00:47:32.240 I think you have to be free not to hire those people who insist that they wear a niqab in those contexts.
00:47:39.120 Well,
00:47:39.920 I think to the extent that it gets in the way of your job duties,
00:47:44.740 and you can make an argument that it would do that in the context of a nurse.
00:47:49.320 I remember reading something about,
00:47:51.680 it's tangentially related,
00:47:53.140 but I remember reading something about a female eye doctor in ISIS-controlled territory
00:48:00.080 who was no longer allowed to practice unless she had on a covering.
00:48:04.980 And she complained that she wasn't able to see,
00:48:09.180 and she needed to do these complex procedures with other people's eyes, women's eyes.
00:48:14.180 And she wasn't able to see herself properly enough to be able to operate in the way that she needed to operate.
00:48:19.820 So obviously it gets in the way of job duties.
00:48:23.380 Even you can make the argument,
00:48:25.640 I think that there are certain social obligations,
00:48:28.660 sort of social aspects of a job that require someone to show their face.
00:48:34.440 But it's different because different jobs would require that,
00:48:38.580 and some jobs would require that, and some jobs would not.

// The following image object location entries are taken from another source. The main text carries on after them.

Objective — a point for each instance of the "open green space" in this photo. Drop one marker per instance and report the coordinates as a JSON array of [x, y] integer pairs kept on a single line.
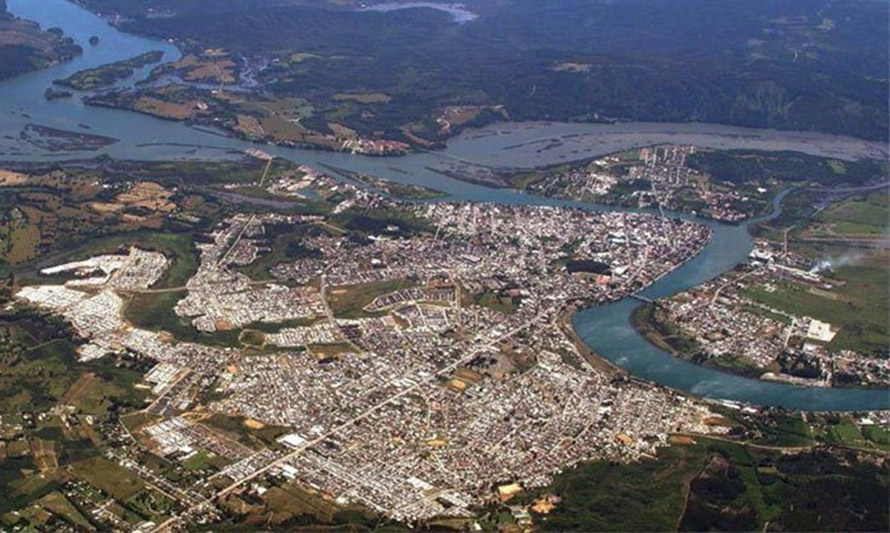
[[861, 309], [722, 486], [868, 215], [348, 301]]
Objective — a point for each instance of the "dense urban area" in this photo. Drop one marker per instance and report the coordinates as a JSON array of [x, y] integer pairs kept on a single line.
[[206, 325]]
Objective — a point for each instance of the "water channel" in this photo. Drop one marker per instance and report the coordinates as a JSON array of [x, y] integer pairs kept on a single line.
[[606, 329]]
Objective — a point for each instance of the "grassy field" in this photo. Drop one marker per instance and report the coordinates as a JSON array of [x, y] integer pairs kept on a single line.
[[349, 301], [867, 215], [718, 486], [114, 480], [861, 308]]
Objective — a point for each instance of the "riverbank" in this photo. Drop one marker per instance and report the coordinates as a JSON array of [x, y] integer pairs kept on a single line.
[[646, 322]]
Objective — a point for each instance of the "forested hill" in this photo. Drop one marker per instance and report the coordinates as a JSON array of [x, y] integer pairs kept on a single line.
[[25, 47], [816, 65]]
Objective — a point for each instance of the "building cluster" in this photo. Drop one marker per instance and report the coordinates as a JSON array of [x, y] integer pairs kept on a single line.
[[220, 298], [659, 177], [727, 324], [431, 397]]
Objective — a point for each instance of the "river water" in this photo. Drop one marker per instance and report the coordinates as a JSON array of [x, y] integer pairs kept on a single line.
[[606, 329]]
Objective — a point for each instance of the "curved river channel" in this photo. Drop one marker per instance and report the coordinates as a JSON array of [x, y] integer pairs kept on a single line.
[[607, 329]]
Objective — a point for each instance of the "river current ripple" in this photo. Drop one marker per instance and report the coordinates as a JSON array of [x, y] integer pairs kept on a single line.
[[606, 329]]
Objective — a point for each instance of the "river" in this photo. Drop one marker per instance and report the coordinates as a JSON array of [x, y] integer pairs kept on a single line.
[[606, 329]]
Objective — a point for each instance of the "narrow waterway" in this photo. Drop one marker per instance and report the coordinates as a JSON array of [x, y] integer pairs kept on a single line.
[[606, 329]]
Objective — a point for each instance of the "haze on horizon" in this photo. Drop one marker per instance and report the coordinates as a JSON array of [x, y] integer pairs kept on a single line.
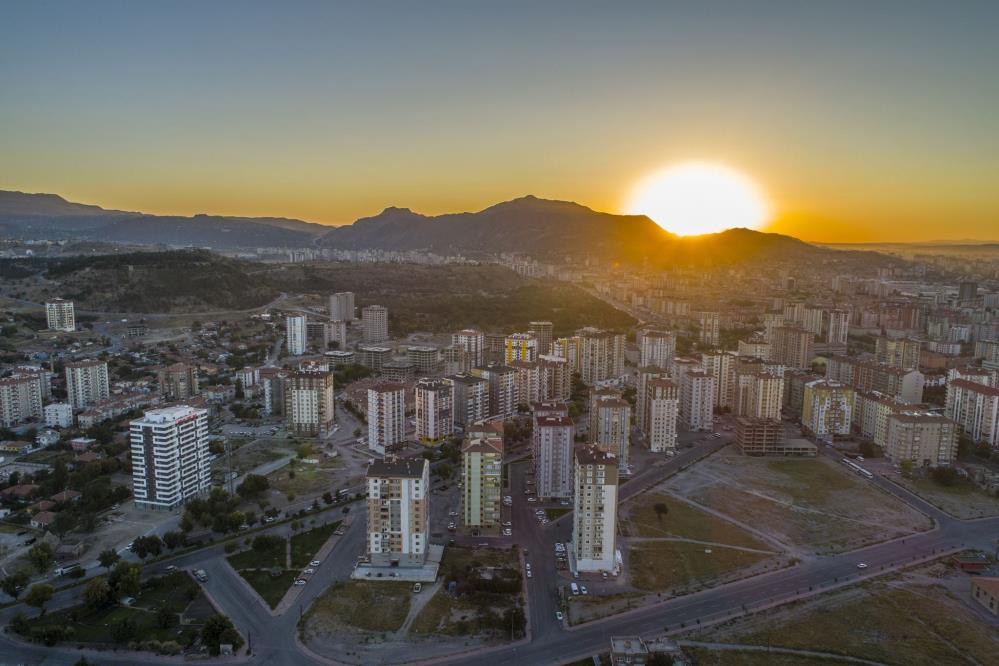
[[861, 122]]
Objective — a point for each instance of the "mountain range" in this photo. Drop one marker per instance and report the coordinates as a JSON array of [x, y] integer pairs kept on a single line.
[[528, 225]]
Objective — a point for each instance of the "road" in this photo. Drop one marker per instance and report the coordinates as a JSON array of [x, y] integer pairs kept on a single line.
[[273, 638]]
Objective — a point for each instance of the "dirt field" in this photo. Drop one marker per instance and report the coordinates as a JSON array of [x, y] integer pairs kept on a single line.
[[807, 505], [918, 618]]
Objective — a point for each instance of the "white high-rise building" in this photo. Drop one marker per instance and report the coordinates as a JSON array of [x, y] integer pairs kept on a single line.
[[552, 445], [20, 399], [434, 410], [663, 405], [374, 319], [473, 342], [398, 512], [657, 349], [170, 458], [594, 523], [297, 334], [386, 416], [60, 315], [87, 383], [342, 306], [697, 401]]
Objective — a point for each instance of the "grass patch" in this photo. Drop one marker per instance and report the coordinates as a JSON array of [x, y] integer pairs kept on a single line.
[[270, 588], [683, 520], [665, 565], [365, 605], [306, 544]]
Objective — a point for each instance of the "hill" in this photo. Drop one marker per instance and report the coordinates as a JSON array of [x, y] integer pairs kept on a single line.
[[48, 216], [546, 228]]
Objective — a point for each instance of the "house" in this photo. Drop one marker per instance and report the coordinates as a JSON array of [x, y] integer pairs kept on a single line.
[[985, 591], [66, 496], [970, 563], [42, 520]]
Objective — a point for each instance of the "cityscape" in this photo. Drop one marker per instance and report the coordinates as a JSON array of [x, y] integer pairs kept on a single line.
[[732, 400]]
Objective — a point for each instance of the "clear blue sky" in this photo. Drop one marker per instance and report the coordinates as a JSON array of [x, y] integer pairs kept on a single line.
[[859, 119]]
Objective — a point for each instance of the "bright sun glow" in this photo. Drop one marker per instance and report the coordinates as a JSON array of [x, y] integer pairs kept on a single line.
[[700, 198]]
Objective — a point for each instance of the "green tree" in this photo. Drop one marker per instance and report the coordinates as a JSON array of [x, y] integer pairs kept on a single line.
[[108, 558], [39, 595], [41, 556]]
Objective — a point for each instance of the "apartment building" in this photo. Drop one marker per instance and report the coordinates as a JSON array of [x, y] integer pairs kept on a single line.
[[434, 411], [398, 512], [178, 381], [171, 462], [482, 474], [374, 320], [60, 315], [552, 441], [610, 423], [297, 334], [697, 401], [923, 438], [386, 416], [309, 402], [87, 383], [594, 524], [20, 399]]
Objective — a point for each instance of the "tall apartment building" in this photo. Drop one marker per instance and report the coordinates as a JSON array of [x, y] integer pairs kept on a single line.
[[469, 398], [309, 403], [482, 468], [924, 438], [434, 411], [171, 462], [520, 347], [502, 389], [473, 342], [398, 512], [386, 416], [601, 355], [552, 446], [297, 334], [838, 327], [657, 349], [87, 383], [975, 408], [827, 409], [60, 315], [662, 409], [555, 378], [527, 383], [899, 352], [178, 381], [697, 401], [594, 521], [610, 423], [543, 331], [709, 333], [20, 399], [792, 347], [342, 306], [374, 320]]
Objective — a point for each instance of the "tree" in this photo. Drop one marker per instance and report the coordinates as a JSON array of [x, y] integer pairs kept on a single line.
[[13, 584], [219, 629], [41, 556], [97, 592], [39, 595], [108, 558]]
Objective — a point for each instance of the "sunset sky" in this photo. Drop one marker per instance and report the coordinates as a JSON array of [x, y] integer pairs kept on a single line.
[[859, 120]]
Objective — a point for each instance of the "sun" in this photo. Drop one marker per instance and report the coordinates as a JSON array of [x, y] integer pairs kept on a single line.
[[700, 198]]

00:48:41.740 And on the whole,
00:48:43.420 I know that from a perspective of an activist,
00:48:47.040 the more constraints we place on religious freedom,
00:48:52.560 in Muslim religious freedom,
00:48:53.640 the harder it gets for someone like me to argue in favor of Western values and for Enlightenment values.
00:49:01.400 It's difficult for me to say that, you know,
00:49:03.300 in the West they allow freedom,
00:49:04.940 in the West women can dress according to their conscience.